Mazdutide

What is Mazdutide?

Mazdutide (IBI362/LY3305677, brand name Xinermei) is a synthetic oxyntomodulin analog with a C18 fatty acid side chain enabling once-weekly subcutaneous dosing. It is a dual agonist of both GLP-1 and glucagon receptors — the same mechanism as survodutide but developed independently by Innovent Biologics in China, with Eli Lilly holding rights outside China. In June 2025, it became the world's first approved dual GCG/GLP-1 receptor agonist when China's NMPA approved it for weight management, followed by type 2 diabetes approval in September 2025. Phase 3 trials showed up to 20.1% weight loss at 9 mg (GLORY-2) and the DREAMS-3 head-to-head trial against semaglutide is underway (only the protocol and baseline paper are currently published on PubMed; full outcomes data have been reported by the sponsor but not yet in a peer-reviewed results paper). It is not FDA or EMA approved and no US filing has been announced.

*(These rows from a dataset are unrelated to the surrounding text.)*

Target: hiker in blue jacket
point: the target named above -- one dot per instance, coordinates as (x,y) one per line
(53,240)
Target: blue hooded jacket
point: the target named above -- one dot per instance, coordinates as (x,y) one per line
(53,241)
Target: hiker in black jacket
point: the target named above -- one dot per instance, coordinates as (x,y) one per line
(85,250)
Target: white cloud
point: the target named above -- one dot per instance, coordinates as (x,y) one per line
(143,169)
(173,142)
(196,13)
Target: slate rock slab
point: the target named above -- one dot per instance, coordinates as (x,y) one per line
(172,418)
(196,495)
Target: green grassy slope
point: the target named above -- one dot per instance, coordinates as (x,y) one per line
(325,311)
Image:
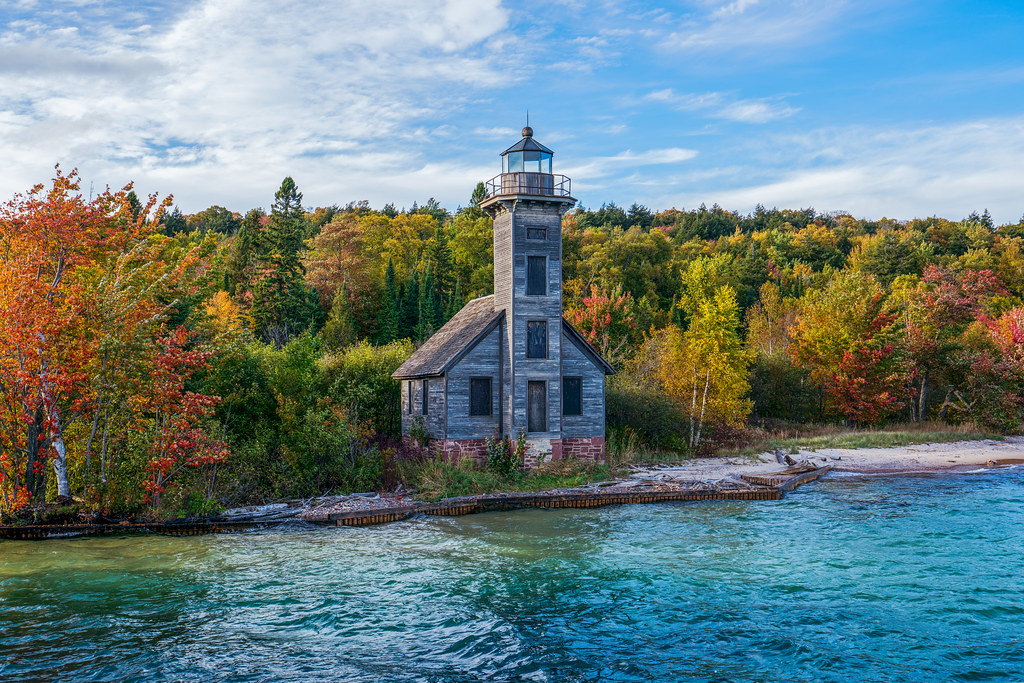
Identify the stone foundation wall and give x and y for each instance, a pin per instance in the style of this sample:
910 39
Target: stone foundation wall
584 447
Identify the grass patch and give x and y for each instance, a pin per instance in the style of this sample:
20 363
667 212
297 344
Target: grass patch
835 436
435 479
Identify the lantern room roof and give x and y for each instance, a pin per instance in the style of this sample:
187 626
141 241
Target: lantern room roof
527 143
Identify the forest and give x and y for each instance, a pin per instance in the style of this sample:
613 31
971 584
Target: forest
157 364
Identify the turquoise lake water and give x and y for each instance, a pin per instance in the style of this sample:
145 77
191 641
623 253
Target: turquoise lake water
849 579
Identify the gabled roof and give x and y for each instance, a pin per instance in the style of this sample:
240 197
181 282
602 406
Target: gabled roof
527 144
587 347
450 343
462 333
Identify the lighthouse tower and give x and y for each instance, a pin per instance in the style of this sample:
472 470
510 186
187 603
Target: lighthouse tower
509 364
526 202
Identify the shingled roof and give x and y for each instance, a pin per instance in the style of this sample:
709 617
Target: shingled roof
448 344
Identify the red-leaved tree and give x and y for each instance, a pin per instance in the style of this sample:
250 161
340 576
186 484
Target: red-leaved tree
180 436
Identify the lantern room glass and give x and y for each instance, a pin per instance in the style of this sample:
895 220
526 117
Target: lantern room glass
526 162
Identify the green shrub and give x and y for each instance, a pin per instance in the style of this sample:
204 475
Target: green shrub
504 457
645 411
359 379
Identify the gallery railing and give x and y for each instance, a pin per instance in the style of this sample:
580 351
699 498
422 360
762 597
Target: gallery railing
544 184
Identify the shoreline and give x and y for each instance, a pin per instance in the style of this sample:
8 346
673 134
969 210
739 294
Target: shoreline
757 477
952 457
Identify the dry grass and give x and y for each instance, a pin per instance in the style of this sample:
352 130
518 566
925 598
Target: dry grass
435 479
835 436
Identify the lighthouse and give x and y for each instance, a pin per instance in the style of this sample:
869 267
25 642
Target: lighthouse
509 364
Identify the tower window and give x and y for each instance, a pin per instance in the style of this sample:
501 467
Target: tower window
571 395
480 397
537 275
537 407
537 339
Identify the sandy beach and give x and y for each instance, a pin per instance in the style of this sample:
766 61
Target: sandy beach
955 456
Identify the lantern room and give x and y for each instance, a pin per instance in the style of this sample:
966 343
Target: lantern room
526 156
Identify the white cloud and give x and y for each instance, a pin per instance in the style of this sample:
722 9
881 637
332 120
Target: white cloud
235 89
726 105
948 170
591 170
749 24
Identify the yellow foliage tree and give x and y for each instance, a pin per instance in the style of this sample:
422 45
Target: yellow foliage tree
705 368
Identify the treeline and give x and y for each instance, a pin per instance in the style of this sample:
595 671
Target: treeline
156 360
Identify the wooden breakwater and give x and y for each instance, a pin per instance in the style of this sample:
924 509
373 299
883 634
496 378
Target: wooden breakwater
759 487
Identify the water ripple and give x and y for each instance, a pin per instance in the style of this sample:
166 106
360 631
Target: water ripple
857 579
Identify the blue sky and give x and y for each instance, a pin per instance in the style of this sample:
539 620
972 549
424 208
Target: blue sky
899 109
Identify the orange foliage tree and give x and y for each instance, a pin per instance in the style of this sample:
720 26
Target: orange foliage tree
179 437
45 237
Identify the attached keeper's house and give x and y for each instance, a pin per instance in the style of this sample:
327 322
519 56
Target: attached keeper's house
509 363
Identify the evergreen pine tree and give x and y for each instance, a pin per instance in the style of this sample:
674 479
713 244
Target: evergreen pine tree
430 307
479 194
439 258
238 275
339 331
390 310
411 307
282 302
455 303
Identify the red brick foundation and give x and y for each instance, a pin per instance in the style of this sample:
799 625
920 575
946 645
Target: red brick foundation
584 447
454 450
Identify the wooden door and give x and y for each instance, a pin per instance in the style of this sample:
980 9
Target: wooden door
537 407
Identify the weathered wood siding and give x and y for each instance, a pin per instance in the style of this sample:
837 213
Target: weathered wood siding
512 219
578 364
482 360
434 420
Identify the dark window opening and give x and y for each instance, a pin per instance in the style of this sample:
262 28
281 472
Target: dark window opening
537 275
537 407
537 339
480 397
571 395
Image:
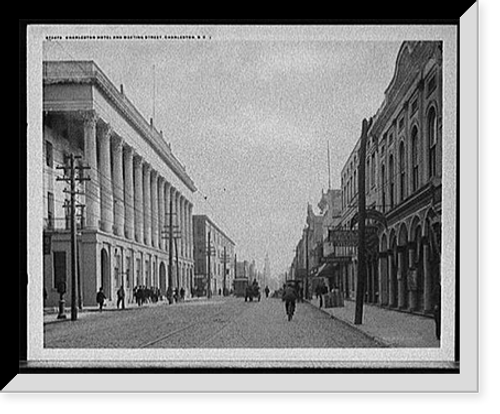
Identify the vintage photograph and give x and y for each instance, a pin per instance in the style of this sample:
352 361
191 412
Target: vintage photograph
225 196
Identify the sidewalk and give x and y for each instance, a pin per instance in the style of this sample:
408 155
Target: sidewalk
389 327
50 313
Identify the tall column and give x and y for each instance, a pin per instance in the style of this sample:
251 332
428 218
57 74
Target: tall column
92 189
139 215
182 223
106 187
161 212
382 259
129 192
154 208
146 200
190 230
118 207
392 278
167 215
401 277
427 275
412 276
170 217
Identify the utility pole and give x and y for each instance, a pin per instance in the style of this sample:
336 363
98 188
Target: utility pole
307 263
72 179
360 289
172 233
225 267
210 253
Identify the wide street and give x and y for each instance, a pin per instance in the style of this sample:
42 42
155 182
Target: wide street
216 323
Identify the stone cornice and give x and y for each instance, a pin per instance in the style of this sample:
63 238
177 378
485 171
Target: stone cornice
87 72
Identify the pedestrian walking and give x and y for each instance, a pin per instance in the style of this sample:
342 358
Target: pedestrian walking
121 297
289 296
100 297
436 294
169 295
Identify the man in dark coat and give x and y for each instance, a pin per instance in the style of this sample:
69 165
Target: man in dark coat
121 297
100 297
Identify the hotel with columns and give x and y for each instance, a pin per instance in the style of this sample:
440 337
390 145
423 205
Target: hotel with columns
135 223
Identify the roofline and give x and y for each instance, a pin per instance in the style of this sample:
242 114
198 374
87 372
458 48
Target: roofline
91 73
204 216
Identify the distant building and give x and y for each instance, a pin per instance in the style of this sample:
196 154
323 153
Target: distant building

What Mazdutide Is Investigated For

Mazdutide is studied for obesity and type 2 diabetes as a once-weekly dual GLP-1/glucagon receptor agonist — a mechanistic inversion of tirzepatide's GLP-1/GIP dual agonism, built on oxyntomodulin biology with added glucagon-mediated energy expenditure and hepatic fat oxidation. The strongest evidence is the Phase 3 GLORY and DREAMS programs: GLORY-2 showed 20.1% weight loss at 9 mg over 60 weeks, GLORY-1 showed 14.0% at 6 mg over 48 weeks; the DREAMS-3 head-to-head trial against semaglutide has published only its protocol and baseline paper on PubMed — sponsor-reported outcomes favor mazdutide, but peer-reviewed results are pending. In June 2025, it became the world's first approved dual GCG/GLP-1 receptor agonist when China's NMPA approved it as Xinermei, with type 2 diabetes approval following in September 2025. The key caveats: mazdutide is not FDA or EMA approved and Eli Lilly (which holds ex-China rights) has not announced a US filing — likely due to tirzepatide portfolio overlap. No completed cardiovascular outcomes trial, no dedicated MASH/MASLD trial despite the glucagon-agonism rationale, pivotal trials enrolled exclusively Chinese participants, and grey-market 'mazdutide' sold outside China cannot be assumed to match the Innovent product on sequence, purity, or potency.

History & Discovery

Mazdutide was discovered and developed by Eli Lilly under the code LY3305677 as part of Lilly's broader exploration of oxyntomodulin-derived dual GLP-1/glucagon receptor agonists. In 2019, Lilly out-licensed Greater China rights (mainland China, Hong Kong, Macau, Taiwan) to Innovent Biologics, which advanced the molecule under the code IBI362 through a comprehensive Chinese clinical program. The GLORY (obesity) and DREAMS (type 2 diabetes) Phase 3 trial families were run in Chinese populations and read out across 2024 and 2025, with GLORY-2 reaching 20.1% mean weight loss at the 9 mg dose. China's NMPA approved mazdutide for chronic weight management in June 2025 — the first regulatory approval anywhere of a dual GLP-1/glucagon agonist — and added a type 2 diabetes indication in September 2025 under the brand name Xinermei. Lilly retains rights outside Greater China but has not announced a US or EU regulatory filing, in part because tirzepatide already occupies that space in the Lilly portfolio.

How It Works

Mazdutide activates two receptors: GLP-1 (which reduces appetite and improves blood sugar) and glucagon (which increases energy expenditure and promotes fat burning in the liver). The combination means you eat less AND burn more — a dual approach that neither receptor alone achieves as effectively.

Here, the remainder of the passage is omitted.